Index Files Search Words Lite
User Manual
 


For a sample screenshot click here.


Which files can be indexed?

Indexable (and thus searchable) files are text and text-like files, which may be ordinary text files, HTML files, XML files or in general any non-binary file, that is, any file which consists only of text characters plus whitespace. This excludes files produced by MS-Word and Adobe Acrobat, but allows text which includes non-English letters such as ä, é and ñ. The software does not allow words to include apostrophes (as occurs in French text), numerals or other non-text characters such as colons.

A text-like file is one which contain only bytes with byte values in the range 32 through 255) plus white space (that is, bytes with values 32, 13, 10, 9, 12 and 8, which are the byte values for space, carriage return, linefeed, tab, formfeed and backspace respectively). Non-text-like files cannot be indexed but text-like files with file extensions such as .c, .cpp, .css, .js and .php can be.

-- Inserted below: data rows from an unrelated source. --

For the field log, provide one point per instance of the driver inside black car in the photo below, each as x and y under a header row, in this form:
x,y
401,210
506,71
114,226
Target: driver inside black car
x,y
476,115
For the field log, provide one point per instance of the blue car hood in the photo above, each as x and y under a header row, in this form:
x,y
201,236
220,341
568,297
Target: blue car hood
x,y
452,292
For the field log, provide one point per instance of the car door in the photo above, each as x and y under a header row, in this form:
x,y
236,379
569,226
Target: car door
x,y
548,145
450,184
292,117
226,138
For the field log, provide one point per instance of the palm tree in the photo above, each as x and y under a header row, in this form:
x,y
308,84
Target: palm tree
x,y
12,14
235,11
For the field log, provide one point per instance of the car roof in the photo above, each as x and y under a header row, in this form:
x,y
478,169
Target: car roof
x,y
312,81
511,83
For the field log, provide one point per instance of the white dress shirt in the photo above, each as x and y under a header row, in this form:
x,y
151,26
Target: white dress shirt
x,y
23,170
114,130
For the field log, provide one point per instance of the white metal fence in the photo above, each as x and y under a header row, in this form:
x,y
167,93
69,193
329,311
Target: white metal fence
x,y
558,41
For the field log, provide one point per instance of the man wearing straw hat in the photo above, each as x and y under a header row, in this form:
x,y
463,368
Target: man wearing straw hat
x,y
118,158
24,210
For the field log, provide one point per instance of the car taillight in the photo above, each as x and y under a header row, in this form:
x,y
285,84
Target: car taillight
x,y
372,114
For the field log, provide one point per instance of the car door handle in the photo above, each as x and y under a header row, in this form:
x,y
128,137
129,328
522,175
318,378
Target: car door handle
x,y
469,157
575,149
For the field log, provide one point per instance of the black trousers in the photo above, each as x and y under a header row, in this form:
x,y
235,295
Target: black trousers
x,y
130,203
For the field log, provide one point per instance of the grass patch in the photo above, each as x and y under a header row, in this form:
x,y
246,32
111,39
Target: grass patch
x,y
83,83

The software reads 16-bit Unicode text files as well as 8-bit ASCII text files.


Creating the index file

When you specify the file to be indexed and searched the software looks for a corresponding index file in the same folder (the index file for a particular search file has the same name with .ifswl appended) and reports whether or not an index file was found there. At this point you can tell the program to use some other folder as the location of the index file (and it will then report whether it finds the corresponding index file there). This allows you to keep all index files in one folder, separate from the files which are searched (in case you don't want the index files in the same folders as the search files).

After you have decided on a folder for the index file (by default it is the folder containing the file to be searched) you must create the index file, unless it already exists (having previously been created). If the index file already exists then you can re-create it.

On quit delete the data fileIf the 'On quit delete' checkbox is checked then the index file is deleted when the program ends (if it is large then the program will ask for confirmation). Not deleting it means that it will be available next time the program is run and does not have to be recreated (which may take awhile if the file is large). If searches of a particular file are performed frequently then it is better to keep the index file. The size of the index file depends on the number of different words found in the file to be searched, and ranges from less than 10 KB (for a file with a few hundred different words) to more than 80 KB (for a file with over 10,000 different words).


Search words and search type

There is no limit on the number of search words which can be given for a search. Searches are not case-sensitive (that is, no distinction is made between upper and lower case). You can search for any of the search words, all of the search words or the exact phrase as entered.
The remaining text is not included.